Interlude
It was a silent night in Bolougne-Billancourt.
This was not wholly unusual. Much the area's active nightlife was in Paris, and very few other businesses of repute remained open at 3:30 on a Wednesday morning. The shops were silent, the skyscrapers were dark, and there was no visible movement anywhere anyone lived – whether in apartments or secondary school dormitories. The loudest noises in the town had to be the sleeping citizens' snores – or in the sleeping citizens' dreams.
The last place anyone expected to see any activity, day or night, was the abandoned Renault factory. No one even expected the eyesore of the Seine to be torn down. But, on this silent night of all nights, deep in the bowels of the old, dark factory, a supercomputer's interface monitor flickered to life.
A progress bar worked its way across the screen and vanished. Multiple displays flew up from nowhere, along with a dialog box full of letters and numbers. The lines of text rushed across the screen in a torrent for almost an hour before the box was closed. Almost instantly, another box took its place. This one was rather different – it contained seven smaller, card-shaped boxes. Each card had a small, square picture, a name, and a number - a bare minimum of information.
The first card held no data at all – it was greyed out, and a large question mark was pasted over the picture area. The next five cards were all blue, and had the names and pictures of all the Lyoko Warriors. The second card had a picture of Aelita. The third, Odd. The fourth, Ulrich. The fifth, Yumi. The sixth, Jeremie. The seventh card had a face as well, William, but his card was bright yellow rather than blue.

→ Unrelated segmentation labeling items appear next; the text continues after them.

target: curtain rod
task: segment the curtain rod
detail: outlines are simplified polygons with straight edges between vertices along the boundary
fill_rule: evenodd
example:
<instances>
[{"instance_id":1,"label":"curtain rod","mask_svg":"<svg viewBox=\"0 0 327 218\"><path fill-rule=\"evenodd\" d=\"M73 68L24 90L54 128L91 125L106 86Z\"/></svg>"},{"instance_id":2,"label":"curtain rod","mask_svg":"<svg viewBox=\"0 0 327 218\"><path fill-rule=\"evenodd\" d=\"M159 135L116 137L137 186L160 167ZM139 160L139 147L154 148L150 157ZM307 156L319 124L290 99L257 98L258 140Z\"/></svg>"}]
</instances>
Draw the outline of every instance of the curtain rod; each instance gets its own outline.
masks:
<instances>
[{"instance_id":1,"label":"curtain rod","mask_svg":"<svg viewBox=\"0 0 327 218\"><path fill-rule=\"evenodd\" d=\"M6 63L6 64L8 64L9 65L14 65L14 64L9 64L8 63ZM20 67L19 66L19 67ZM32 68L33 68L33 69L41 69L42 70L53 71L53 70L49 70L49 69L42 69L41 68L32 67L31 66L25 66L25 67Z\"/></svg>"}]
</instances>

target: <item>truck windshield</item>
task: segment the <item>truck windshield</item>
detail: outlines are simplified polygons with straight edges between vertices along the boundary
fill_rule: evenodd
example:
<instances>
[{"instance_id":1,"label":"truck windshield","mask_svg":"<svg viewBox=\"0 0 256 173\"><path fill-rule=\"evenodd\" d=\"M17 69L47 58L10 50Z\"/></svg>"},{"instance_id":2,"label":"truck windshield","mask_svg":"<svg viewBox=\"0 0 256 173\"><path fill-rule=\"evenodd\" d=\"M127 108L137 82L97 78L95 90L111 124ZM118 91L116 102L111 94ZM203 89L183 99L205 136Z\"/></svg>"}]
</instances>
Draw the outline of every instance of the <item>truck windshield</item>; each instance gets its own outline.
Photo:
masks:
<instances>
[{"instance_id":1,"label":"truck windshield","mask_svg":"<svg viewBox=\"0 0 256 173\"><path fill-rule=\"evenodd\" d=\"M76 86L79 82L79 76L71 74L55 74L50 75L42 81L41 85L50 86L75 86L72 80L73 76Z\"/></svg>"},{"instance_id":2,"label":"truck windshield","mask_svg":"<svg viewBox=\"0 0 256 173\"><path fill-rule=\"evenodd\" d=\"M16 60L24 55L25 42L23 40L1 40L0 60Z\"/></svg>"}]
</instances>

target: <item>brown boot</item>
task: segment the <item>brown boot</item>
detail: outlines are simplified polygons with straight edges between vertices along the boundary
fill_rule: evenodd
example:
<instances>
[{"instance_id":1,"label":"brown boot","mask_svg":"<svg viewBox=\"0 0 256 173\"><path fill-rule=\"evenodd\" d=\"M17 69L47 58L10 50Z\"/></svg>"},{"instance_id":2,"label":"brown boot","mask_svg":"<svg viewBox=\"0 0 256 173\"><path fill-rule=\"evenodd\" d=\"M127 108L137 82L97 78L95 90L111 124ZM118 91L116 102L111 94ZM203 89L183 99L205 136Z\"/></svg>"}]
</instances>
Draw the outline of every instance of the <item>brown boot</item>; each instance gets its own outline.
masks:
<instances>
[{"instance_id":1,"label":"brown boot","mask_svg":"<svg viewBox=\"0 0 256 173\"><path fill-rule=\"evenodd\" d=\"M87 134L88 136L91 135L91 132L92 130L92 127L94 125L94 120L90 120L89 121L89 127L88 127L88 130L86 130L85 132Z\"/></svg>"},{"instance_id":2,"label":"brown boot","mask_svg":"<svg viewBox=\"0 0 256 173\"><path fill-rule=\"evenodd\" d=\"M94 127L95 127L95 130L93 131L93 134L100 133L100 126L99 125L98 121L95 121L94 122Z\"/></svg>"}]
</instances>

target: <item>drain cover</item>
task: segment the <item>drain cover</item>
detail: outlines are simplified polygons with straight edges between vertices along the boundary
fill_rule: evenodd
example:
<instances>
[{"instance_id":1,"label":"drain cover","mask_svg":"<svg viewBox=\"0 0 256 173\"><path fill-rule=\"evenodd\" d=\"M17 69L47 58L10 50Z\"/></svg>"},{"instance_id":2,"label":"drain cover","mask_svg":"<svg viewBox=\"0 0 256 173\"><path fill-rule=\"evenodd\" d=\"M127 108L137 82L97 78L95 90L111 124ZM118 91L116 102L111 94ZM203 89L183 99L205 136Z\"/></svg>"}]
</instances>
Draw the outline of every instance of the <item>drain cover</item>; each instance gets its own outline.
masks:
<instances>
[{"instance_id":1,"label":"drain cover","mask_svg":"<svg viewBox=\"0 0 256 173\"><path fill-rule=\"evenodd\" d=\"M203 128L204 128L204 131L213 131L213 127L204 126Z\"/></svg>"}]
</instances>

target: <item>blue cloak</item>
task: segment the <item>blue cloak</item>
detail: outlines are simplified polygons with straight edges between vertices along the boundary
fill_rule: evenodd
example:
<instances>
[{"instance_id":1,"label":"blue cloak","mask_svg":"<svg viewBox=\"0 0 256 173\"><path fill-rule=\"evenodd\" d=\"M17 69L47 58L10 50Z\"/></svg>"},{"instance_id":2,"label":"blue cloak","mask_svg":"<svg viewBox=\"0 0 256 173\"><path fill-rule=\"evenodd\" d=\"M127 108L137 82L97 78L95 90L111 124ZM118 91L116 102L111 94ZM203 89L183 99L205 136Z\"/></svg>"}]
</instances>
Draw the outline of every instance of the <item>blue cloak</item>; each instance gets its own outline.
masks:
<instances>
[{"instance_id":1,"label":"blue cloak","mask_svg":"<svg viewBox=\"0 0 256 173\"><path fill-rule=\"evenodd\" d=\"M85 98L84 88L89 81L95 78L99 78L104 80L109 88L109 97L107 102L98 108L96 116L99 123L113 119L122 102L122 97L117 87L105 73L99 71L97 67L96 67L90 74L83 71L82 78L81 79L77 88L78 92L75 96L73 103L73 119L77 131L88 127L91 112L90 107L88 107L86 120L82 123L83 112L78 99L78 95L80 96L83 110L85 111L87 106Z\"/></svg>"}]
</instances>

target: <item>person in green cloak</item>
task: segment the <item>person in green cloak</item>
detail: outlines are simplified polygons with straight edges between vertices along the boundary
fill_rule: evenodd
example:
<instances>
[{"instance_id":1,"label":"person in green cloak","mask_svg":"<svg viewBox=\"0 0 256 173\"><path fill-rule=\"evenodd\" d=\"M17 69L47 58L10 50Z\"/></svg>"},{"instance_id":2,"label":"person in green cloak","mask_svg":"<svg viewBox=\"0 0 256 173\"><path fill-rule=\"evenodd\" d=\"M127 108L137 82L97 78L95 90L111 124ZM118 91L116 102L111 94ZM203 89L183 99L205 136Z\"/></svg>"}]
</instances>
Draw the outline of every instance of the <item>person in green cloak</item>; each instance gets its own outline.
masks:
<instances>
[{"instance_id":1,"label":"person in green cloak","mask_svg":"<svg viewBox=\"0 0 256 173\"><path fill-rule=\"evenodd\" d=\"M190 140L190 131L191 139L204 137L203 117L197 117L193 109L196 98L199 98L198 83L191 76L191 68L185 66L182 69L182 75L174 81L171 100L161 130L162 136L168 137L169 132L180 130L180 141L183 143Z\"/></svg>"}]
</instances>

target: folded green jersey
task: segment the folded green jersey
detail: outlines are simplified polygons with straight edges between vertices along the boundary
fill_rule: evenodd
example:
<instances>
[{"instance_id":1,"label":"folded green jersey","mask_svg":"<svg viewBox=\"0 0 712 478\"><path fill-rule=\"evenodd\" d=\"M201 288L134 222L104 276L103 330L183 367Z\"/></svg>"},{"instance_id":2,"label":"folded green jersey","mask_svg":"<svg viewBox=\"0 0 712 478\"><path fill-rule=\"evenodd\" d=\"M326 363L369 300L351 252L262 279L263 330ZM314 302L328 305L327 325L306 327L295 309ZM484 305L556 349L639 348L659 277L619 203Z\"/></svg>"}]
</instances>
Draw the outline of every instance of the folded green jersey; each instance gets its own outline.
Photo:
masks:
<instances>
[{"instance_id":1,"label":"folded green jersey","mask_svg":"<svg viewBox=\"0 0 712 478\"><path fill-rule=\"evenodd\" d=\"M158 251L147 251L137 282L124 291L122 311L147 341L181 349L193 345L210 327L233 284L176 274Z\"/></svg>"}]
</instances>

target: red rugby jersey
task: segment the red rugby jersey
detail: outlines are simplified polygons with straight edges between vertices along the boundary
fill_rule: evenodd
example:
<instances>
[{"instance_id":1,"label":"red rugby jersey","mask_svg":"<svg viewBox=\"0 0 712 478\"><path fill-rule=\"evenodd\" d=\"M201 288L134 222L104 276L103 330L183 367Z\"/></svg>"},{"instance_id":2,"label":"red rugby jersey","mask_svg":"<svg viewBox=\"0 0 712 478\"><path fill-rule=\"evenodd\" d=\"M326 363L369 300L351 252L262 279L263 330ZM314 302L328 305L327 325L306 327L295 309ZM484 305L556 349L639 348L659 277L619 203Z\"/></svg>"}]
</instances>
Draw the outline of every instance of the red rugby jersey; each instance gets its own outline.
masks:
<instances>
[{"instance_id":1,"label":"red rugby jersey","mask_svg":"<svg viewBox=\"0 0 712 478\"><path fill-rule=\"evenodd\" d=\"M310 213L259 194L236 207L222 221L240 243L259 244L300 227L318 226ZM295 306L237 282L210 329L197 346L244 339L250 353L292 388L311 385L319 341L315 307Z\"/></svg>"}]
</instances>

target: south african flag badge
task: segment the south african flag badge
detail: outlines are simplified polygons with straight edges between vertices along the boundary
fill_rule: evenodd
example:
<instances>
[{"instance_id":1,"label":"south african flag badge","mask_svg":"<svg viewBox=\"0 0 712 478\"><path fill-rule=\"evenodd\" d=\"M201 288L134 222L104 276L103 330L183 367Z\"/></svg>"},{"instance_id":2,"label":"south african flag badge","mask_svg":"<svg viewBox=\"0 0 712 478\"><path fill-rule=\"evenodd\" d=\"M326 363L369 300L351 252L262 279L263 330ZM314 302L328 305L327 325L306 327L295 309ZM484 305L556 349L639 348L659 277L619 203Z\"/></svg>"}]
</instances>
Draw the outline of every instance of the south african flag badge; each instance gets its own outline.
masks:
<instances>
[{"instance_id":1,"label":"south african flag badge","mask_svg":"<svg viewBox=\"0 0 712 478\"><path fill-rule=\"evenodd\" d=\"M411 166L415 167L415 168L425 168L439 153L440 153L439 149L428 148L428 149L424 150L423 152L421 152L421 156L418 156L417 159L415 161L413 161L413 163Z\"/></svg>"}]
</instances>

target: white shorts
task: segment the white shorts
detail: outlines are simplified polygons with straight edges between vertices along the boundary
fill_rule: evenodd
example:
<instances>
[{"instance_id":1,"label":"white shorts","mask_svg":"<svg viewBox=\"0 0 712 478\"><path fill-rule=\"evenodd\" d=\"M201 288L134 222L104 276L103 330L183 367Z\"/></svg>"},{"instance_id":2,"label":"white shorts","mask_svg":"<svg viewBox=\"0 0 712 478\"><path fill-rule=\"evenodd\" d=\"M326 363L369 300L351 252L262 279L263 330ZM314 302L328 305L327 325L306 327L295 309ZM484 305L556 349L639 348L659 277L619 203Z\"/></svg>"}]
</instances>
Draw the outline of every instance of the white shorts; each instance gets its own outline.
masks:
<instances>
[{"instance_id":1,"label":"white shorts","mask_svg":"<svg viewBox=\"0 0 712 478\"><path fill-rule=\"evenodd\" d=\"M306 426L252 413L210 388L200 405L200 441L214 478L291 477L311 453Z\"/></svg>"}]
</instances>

The computer beeped twice quickly, and another progress bar sped past. The first card lit up, turned bright red, and began pulsating, accompanied by soft, rhythmic beeps. This went on for about ten minutes before a loud, angry beep signaled that the program had given up. The card went dark again, darker than it had been before, and the second card lit up in its place. This one only glowed for five seconds before another dialog box opened up over the screen. Twenty-five seconds later, there were six dialog boxes on the screen – five blue, one yellow – and the card box was gone.
All six of the boxes were full of strings of code – sequences of seemingly meaningless letters, numbers, and even a few characters that weren't on the supercomputer's keyboard at all. One box's lines were entirely vertical, while another one was arranged in spirals. The five blue boxes scrolled though all this information at top speed, going forwards and backwards and around in circles, sometimes highlighting whole sections at random intervals. The yellow box remained still, but did not close.
Then, just as suddenly as they had appeared, the boxes vanished. The computer was still working, but its processes were hidden to the eyes of the interface. In another dimension, a tower turned from white to red. A floor below the computer's interface, three scanners flew open.
And the abandoned factory was alight with noise.